The book ends with Arthur going out to meet his destiny in a final battle with Mordred, just an ordinary old man going to war rather than all the magic and legend. The candle in the wind of the title is the idea Arthur has sparked - of valour, of equality, of justice. A small boy is sent away from the battle to spread the story, to share that flickering light. With that done, Arthur goes wearily to his fate. It's a powerful conclusion to an epic tale, and I can see why White's editors weren't quick to publish the fifth volume, though it had already been written.
The Book of Merlyn was first published as part of the collected
The Once and Future King in 1977. It picks up from the end of the previous instalment with Arthur postponed from going to his doom by the return of Merlyn. There's no explanation for how Merlyn escaped his incarceration, or why he now feels that Arthur requires further schooling. Together, they meet many of the animals who helped educate young Wart and argue about what conclusions to draw.
It is odd. An editor's note tells us that White took passages from this - namely, Arthur's time with the totalitarian ants and with the utopian geese - and inserted them into later versions of
The Sword in the Stone, including the version in this book. The repetition is jarring, but very little of
The Book of Merlyn offers anything new. Merlyn is angry at the world, at humanity, but his arguments wander. At the heart of his argument are the geese, who Wart once spent a lifetime with and who seem to offer the same perfect way of being as the horses in Gulliver.

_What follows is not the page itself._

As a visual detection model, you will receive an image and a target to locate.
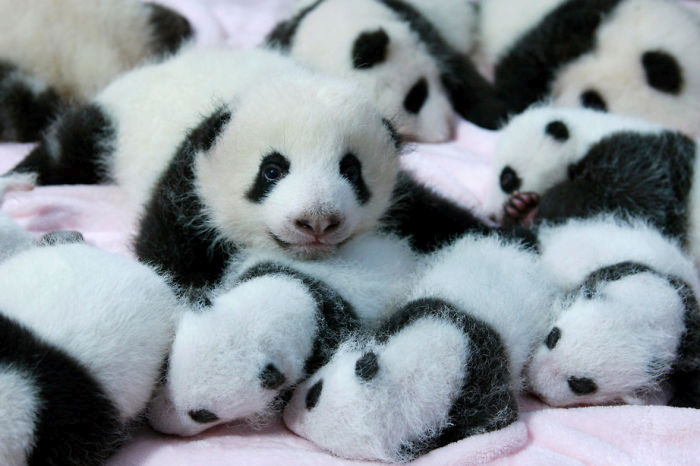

The key factor, for Wart and Merlyn and White, is that the geese are migratory and thus have no concept of national boundaries. That is why they never go to war, geese on geese, in the way so specific to humans.
"It is nationalism, the claims of small communities to parts of the indifferent earth as communal property, which is the curse of man." (p. 811)
At the end, Arthur still goes to his fate and White concludes by noting the different ways his story has been told over the centuries. He then signs off in the same manner as Malory. We leave with a pang for Arthur and his light, and for this eccentric author.